BMW 7er leichter durch Carbon aus dem BMW-i-Projekt
Bei seinem Topmodell setzt BMW auf eine Mischbauweise aus Stahl, Alu, Magnesium und Carbon. Letzteres wird erstmals in der Rohbaustruktur einer Großserienfertigung eingesetzt und durchläuft alle Fertigungsschritte samt Lackierung.

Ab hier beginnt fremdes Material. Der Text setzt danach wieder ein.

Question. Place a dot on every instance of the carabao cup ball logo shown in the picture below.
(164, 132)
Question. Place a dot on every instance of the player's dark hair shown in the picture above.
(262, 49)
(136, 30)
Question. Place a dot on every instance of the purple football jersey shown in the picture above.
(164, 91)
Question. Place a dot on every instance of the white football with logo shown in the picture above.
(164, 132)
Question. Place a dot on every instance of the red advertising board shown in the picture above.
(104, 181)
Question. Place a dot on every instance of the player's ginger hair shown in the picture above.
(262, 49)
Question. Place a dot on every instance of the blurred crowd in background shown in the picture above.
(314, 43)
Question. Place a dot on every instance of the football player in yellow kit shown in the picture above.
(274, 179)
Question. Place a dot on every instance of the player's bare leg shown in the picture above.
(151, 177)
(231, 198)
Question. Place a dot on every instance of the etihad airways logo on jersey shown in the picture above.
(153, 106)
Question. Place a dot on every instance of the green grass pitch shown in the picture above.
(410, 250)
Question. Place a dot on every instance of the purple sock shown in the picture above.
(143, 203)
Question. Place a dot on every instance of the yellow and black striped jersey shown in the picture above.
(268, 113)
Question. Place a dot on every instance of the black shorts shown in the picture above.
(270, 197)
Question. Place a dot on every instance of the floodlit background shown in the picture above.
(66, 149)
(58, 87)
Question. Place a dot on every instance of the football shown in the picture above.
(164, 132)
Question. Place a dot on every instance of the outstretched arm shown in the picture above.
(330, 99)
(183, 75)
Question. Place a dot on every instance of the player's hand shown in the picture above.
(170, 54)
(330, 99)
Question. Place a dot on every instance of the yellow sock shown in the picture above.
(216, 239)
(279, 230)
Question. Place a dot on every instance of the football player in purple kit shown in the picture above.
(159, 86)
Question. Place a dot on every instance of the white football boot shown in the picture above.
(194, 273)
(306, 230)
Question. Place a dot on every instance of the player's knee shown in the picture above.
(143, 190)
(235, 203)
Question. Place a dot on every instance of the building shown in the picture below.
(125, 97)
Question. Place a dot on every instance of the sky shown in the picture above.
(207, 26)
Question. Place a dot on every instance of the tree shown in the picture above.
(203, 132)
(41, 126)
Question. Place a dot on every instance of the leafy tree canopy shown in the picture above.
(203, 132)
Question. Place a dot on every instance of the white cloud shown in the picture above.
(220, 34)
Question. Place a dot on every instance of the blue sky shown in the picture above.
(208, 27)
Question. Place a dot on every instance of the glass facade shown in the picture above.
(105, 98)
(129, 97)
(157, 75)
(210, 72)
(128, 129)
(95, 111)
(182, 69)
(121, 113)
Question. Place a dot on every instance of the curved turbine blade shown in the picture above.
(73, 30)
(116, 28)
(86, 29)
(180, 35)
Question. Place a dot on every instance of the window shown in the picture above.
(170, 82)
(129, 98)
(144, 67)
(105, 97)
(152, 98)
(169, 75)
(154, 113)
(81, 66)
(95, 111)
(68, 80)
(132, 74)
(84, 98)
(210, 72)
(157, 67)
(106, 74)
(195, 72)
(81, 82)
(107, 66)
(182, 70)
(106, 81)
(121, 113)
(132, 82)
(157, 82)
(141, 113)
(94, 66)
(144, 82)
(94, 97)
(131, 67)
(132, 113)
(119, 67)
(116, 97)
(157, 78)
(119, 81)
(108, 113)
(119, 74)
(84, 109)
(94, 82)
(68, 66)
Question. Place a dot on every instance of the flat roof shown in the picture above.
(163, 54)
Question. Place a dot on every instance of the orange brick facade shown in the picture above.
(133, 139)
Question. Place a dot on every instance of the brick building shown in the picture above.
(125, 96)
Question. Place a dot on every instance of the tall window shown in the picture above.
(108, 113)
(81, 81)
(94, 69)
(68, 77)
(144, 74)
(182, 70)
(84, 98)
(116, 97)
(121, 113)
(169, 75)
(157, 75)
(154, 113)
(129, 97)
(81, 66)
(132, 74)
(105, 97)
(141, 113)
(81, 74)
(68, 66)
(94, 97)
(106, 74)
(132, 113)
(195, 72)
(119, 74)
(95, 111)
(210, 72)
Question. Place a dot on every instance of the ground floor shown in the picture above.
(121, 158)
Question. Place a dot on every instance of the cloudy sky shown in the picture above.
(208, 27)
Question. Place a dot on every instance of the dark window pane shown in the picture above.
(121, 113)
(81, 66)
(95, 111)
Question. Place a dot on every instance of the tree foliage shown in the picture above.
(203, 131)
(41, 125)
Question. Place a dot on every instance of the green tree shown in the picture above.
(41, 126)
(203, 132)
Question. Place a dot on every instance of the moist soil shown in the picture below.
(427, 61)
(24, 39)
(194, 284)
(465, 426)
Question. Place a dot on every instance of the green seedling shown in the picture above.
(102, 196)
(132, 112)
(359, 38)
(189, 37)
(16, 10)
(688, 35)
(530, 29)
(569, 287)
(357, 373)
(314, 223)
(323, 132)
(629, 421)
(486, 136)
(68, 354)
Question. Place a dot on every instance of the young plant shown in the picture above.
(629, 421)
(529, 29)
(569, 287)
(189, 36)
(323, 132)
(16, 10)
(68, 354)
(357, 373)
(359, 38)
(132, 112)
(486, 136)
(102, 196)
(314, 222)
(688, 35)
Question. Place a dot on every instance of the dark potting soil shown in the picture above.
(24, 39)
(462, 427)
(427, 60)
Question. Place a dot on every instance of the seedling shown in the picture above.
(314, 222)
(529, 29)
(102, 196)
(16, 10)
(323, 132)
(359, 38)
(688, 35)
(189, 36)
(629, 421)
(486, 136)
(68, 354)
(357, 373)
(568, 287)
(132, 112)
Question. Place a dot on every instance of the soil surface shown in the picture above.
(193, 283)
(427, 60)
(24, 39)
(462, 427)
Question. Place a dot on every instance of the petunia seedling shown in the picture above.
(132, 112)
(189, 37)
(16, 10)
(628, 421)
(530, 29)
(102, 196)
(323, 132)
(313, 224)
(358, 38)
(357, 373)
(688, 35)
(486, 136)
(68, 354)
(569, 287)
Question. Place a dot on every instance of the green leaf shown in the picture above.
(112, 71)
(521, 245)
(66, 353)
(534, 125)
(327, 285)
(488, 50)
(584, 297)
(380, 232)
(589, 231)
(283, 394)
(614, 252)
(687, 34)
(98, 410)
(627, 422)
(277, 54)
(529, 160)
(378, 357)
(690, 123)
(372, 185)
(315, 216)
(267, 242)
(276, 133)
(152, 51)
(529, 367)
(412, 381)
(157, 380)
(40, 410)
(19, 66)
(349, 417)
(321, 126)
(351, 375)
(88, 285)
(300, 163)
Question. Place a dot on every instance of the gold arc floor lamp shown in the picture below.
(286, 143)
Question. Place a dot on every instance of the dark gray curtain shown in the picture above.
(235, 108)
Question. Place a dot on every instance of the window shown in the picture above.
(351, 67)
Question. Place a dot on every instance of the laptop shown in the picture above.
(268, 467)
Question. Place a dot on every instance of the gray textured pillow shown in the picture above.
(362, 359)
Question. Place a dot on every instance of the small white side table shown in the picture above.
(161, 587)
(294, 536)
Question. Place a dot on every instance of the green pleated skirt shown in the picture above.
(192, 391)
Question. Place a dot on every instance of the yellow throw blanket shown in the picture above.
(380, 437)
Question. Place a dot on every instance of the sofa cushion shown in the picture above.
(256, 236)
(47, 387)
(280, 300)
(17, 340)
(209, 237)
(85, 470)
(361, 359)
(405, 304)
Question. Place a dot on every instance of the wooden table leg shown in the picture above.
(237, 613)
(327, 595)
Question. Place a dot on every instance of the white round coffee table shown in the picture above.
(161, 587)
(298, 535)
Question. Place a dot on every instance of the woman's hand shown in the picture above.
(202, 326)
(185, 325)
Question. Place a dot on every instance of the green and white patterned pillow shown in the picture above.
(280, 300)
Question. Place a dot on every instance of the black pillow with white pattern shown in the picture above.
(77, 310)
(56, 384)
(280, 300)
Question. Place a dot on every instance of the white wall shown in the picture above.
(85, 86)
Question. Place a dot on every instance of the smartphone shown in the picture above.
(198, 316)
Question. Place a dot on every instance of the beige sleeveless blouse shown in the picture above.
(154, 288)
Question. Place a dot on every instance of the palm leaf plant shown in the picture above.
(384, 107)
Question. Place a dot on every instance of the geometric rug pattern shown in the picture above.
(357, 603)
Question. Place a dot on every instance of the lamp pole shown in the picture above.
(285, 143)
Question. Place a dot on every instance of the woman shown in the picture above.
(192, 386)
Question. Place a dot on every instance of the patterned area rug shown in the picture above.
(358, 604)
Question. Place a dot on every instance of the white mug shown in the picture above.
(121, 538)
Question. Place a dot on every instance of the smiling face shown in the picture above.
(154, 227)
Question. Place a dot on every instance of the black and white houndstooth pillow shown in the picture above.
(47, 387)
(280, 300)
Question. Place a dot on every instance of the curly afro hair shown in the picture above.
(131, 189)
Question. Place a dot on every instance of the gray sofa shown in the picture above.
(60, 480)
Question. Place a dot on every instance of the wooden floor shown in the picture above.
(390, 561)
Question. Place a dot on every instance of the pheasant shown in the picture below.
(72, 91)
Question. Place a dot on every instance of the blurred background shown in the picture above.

Bis zu 130 Kilo soll der 7er leichter als sein Vorgänger ausfallen, was dem Fahrverhalten ebenso zugutekommen soll wie die serienmäßige Luftfederung vorn und hinten mit adaptiven Dämpfern. Unser 730d-Testwagen war zudem mit dem großen Fahrdynamik-Paket samt Wankstabilisierung sowie Hinterachslenkung ausgestattet (4.400 Euro). Die um bis zu drei Grad in beide Richtungen mitlenkenden Hinterräder sorgen bei geringerem Tempo für mehr Handlichkeit und bei schnellen Spurwechseln für mehr Stabilität. Darüber hinaus werden Navigations- und Kameradaten ausgewertet, um das Set-up an die bevorstehende Strecke anzupassen. Vor Kurven spannen sich daher die Stabilisatoren schon mal vor, um möglichst wenig Seitenneigung zuzulassen, während sich die Dämpfer geschmeidig machen, sobald die Kamera gröbere Unebenheiten erspäht. Tatsächlich scheint der Testwagen unterwegs zentnerweise Ballast abzuwerfen. Schon leichte Lenkmanöver setzt er zielsicher um, lenkt zackig ein und durcheilt Kehren neutral und problemlos. Ob’s am perfekten Kurvenverhältnis der N222 liegt? Laune macht der hinterradgetriebene 730d hier in jedem Fall. Zudem reicht sein derzeit schwächster Motor mit 265PS locker aus, um zwischen den Kurven Tempo zu machen. Darüber rangieren der 740d mit 320PS sowie die überarbeiteten Benziner in 740i und 750i. In Planung befindet sich zudem der 760i mit V12 sowie ein Vierzylinder-Diesel im 725d, der wie sein Plug-in-Hybrid-Bruder 740e besonders sparsam fahren soll.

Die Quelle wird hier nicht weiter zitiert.